Abstract: This work develops \emph{mixup for graph data}. Mixup has shown superiority in improving the generalization and robustness of neural networks by interpolating features and labels between two random samples. Traditionally, Mixup can work on regular, grid-like, and Euclidean data such as image or tabular data. However, it is challenging to directly adopt Mixup to augment graph data because different graphs typically: 1) have different numbers of nodes; 2) are not readily aligned; and 3) have unique typologies in non-Euclidean space.
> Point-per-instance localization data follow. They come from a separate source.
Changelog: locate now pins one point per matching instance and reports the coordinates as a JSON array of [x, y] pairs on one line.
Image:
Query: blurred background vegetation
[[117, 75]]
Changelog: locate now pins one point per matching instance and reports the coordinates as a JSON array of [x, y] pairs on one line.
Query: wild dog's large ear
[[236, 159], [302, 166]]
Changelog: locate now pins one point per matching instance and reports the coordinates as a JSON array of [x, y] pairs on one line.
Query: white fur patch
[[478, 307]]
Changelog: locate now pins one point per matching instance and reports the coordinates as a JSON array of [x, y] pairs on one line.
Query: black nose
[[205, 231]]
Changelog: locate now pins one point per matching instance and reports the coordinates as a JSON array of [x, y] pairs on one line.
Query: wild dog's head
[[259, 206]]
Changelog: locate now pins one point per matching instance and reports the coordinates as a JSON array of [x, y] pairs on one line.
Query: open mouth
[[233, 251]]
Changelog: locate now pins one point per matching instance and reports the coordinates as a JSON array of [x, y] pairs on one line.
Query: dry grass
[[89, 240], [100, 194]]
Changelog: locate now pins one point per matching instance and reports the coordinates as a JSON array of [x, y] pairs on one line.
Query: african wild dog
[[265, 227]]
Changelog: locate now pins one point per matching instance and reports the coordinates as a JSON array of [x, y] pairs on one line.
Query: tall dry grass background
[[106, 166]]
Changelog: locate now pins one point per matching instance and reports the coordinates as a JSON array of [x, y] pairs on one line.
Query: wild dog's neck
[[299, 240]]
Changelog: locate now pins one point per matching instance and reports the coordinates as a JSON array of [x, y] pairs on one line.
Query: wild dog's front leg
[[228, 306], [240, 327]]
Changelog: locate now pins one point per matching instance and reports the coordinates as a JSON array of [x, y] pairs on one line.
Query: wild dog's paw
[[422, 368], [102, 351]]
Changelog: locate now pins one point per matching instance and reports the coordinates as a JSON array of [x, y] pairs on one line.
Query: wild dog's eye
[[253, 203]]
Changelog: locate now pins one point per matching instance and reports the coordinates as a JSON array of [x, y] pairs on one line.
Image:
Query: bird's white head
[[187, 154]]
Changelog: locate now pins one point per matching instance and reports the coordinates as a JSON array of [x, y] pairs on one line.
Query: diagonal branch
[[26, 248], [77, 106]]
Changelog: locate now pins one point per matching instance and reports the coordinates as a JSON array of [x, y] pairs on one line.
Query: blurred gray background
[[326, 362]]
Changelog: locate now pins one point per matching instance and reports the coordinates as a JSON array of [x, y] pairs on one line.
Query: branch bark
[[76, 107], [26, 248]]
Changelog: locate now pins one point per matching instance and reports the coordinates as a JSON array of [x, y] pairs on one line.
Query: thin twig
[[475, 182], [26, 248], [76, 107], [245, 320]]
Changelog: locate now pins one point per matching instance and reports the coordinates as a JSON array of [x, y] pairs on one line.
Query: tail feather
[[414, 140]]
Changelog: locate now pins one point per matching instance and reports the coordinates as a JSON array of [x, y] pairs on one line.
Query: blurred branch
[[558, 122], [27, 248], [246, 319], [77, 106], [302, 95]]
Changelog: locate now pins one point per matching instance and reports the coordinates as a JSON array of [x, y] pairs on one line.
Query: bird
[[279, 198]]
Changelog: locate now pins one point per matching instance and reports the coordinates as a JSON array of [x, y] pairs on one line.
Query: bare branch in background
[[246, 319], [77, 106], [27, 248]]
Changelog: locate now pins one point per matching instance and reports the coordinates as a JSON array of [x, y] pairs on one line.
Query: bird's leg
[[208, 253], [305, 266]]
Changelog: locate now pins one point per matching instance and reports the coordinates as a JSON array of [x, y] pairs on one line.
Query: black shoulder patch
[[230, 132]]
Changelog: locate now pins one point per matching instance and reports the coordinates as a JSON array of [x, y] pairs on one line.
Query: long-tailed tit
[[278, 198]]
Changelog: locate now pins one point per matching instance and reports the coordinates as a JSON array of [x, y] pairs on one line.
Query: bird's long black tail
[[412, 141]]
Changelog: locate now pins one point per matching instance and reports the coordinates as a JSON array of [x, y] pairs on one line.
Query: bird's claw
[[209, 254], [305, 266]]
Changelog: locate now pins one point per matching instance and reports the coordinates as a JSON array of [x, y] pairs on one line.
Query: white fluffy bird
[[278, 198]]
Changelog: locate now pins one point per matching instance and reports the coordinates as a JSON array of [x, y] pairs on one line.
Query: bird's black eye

To this end, we propose $\mathcal{G}$-Mixup to augment graphs for graph classification by interpolating the generator (i.e., graphon) of different classes of graphs. Specifically, we first use graphs within the same class to estimate a graphon. Then, instead of directly manipulating graphs, we interpolate graphons of different classes in the Euclidean space to get mixed graphons, where the synthetic graphs are generated through sampling based on the mixed graphons. Extensive experiments show that $\mathcal{G}$-Mixup substantially improves the generalization and robustness of GNNs.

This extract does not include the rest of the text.